In his chapter “Against Sacraments,” Peter Leithart quotes Mike Featherstone, who pointed out that postmodernism “moved beyond individualism with a communal feeling being generated,” which is good, but did so in a way in which people “come together in temporary emotional communities” (AC, p. 74), which is entirely inadequate. To this Leithart observes, “The postmodern city continues the modernist project — civic life without rituals or unifying festivals” (pp 74-75).
The ancient pagan world was bound together with rituals and festivals to their gods, celebrating their civic identity. The young Christian Church challenged this, and the Christian faith did usher in a post-era, and that era was post-pagan. But they did this by means of a direct challenge.
When God’s people gather in faith on the Lord’s Day, this is what they are doing. We pray, every week, for God to do His will on earth as it is done in heaven. Well, among other things, one of the things done in heaven is that the name of Jesus Christ is glorified in our worship service. We ascend into the heavenly places, in the power of the Holy Spirit, and by worshiping God the Father in the name of Jesus, we glorify the name of Jesus. We are then in a position to ask God to do on earth what has been done in heaven. “Glorify the name of Jesus here, in our community. Today.”
This is all done with full knowledge that this Christian worship is a public act. Our rituals and liturgy are (in principle) being offered to God from the new public square, from the new city center, and this means that we are offering our town, our state, our nation, and our world up to God. Not only that, but He receives what we offer.
When the Church is obedient this way, she gets into a lot of trouble. The world knows how to fight back, and knows how to try to distract us from what we are called to do. If we want to get out of that trouble, one of the devices we have come up with to seem biblical, and yet to avoid a direct challenge to the citadels of unbelief, is the compromise that modernity offered us through back channels. “Let your religious faith be private, precious to you, but still private. We will run the public life of the people on neutral, secular terms. You leave the public square alone, we leave you alone. Deal?” And to this, far too many Christians have said, “Deal.” And to this, Leithart replies, “Religion is private: This is the heresy of Christianity in a nutshell” (p. 78). The deal is compromised, corrupt. The deal is heretical. The deal is cowardly.

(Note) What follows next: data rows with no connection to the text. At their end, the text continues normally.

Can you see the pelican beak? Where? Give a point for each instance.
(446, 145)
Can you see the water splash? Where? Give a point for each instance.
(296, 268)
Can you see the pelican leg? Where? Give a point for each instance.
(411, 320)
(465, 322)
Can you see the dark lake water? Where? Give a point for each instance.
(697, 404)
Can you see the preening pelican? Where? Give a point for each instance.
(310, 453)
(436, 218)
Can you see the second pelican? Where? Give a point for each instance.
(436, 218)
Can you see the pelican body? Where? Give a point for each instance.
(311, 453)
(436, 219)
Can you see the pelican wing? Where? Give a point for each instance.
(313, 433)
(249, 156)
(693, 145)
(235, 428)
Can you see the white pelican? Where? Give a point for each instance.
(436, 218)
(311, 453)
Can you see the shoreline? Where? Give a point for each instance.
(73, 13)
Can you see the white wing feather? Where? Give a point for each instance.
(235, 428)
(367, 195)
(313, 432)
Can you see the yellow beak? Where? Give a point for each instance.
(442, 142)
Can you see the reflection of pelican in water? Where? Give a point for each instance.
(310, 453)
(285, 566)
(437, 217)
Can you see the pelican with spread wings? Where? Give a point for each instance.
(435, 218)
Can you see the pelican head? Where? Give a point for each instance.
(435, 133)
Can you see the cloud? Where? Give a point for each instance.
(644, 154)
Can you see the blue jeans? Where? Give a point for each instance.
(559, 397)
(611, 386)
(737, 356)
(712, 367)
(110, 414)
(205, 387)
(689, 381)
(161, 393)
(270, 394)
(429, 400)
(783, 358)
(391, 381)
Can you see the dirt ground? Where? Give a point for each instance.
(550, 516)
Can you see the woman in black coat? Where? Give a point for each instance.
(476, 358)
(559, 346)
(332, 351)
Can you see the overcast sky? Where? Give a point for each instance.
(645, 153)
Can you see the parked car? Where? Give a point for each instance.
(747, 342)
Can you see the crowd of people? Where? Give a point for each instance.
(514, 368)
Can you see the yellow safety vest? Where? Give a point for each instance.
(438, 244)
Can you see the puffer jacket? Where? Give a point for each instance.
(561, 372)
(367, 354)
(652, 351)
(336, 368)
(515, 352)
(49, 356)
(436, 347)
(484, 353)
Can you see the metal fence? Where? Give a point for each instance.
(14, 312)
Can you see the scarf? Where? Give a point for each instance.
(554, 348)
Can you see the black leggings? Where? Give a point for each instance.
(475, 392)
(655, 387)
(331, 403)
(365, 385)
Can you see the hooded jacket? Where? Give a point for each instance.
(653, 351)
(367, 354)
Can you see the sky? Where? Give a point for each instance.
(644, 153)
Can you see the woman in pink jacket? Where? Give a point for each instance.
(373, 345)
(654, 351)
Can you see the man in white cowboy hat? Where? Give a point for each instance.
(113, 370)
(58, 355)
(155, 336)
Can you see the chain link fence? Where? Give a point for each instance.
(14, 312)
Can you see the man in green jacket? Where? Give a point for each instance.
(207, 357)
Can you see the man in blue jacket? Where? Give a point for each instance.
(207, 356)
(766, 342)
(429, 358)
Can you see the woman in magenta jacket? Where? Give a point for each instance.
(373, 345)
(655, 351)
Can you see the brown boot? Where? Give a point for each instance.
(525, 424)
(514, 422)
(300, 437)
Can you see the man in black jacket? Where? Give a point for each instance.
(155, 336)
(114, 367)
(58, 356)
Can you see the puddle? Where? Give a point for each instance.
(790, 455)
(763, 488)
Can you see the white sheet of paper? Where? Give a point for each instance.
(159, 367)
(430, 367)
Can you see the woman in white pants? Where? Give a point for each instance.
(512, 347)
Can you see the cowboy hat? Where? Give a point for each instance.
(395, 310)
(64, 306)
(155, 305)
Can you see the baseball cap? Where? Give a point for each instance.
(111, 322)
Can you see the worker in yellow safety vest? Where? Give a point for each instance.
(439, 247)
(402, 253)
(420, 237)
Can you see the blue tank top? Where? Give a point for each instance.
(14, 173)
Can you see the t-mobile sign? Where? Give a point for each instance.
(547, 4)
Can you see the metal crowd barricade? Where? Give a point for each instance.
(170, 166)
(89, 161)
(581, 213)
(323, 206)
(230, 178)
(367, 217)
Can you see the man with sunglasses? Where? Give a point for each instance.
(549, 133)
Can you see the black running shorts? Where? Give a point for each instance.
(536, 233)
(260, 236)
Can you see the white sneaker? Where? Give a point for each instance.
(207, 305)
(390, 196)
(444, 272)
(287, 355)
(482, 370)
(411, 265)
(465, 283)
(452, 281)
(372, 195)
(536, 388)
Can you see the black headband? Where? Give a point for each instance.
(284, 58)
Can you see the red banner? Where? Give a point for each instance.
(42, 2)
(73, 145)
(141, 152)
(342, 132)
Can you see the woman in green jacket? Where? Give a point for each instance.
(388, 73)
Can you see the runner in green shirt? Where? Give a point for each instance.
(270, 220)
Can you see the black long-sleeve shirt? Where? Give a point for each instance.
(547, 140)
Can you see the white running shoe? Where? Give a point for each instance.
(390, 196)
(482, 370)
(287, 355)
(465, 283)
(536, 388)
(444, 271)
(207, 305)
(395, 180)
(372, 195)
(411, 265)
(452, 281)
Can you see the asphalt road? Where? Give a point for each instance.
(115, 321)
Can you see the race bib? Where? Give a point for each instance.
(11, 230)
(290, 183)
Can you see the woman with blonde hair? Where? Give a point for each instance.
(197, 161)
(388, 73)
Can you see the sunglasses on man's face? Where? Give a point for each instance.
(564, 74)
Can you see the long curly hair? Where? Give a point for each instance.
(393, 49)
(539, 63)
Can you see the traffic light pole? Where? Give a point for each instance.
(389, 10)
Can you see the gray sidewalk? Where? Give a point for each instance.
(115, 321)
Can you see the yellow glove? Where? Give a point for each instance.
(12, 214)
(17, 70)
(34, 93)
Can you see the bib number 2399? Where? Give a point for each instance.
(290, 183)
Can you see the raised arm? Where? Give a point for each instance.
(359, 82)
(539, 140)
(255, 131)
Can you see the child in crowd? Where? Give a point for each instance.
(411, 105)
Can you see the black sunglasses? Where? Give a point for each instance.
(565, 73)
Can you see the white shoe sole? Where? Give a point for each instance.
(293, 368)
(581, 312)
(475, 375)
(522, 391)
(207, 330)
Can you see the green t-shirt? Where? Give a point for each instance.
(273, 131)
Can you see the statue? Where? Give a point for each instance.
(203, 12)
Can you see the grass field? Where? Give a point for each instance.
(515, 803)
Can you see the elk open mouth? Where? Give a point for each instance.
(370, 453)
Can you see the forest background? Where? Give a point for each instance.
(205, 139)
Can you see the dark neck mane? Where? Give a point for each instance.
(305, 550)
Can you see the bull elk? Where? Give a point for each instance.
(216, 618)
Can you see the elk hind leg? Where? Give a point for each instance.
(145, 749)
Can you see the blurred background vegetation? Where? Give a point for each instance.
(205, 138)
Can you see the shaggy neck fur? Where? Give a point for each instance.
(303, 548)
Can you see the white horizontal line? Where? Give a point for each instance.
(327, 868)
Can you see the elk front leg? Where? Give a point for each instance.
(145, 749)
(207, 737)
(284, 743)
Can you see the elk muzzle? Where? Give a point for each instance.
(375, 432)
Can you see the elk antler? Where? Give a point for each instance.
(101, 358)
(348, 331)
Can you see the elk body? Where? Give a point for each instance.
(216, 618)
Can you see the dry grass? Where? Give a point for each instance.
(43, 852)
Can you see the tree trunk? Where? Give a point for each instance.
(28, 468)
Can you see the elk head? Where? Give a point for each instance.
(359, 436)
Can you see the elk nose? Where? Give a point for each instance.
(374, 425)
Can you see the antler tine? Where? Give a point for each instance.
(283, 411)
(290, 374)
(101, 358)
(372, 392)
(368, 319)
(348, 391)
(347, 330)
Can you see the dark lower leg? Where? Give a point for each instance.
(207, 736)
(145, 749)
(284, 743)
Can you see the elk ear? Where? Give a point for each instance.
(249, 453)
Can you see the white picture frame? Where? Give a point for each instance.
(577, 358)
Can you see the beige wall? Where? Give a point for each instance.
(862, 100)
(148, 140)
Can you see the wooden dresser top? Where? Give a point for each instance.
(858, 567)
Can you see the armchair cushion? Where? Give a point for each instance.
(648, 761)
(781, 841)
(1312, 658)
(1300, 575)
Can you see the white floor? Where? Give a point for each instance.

Ritual, as ritual, has tremendous potency. We all testify to this in spite of ourselves. Ask a fundamentalist pastor if he would mind if the VBS kids recited the Apostles Creed first thing every morning. Listen to him explain that to say something over and over again like that devalues it. Act like you finally understand, and ask him if the kids could dispense with saying the Pledge of Allegiance then. This is quite an edifying thought experiment.
This point is one of the reasons why it is so funny watching Leithart’s sacramental enemies try to represent him as galloping off toward some kind of sacramental Romanism. Actually, Leithart is taking the Zwinglian road less traveled.
Those conservative Christians who are dismayed about the deterioration of our culture need to think this through. What is the answer? Is it more Christianity, kept carefully in little privatized indivual containers? Or is it full-orbed Christian worship, liturgically and ritually biblical, offered to God in the faith that He will use it to transform the world?
In the meantime, what does compromise continue to do? We don’t challenge the modern holidays in the church. There are many evangelical churches that don’t believe in symbols down in the front of the church . . . except for the American flag.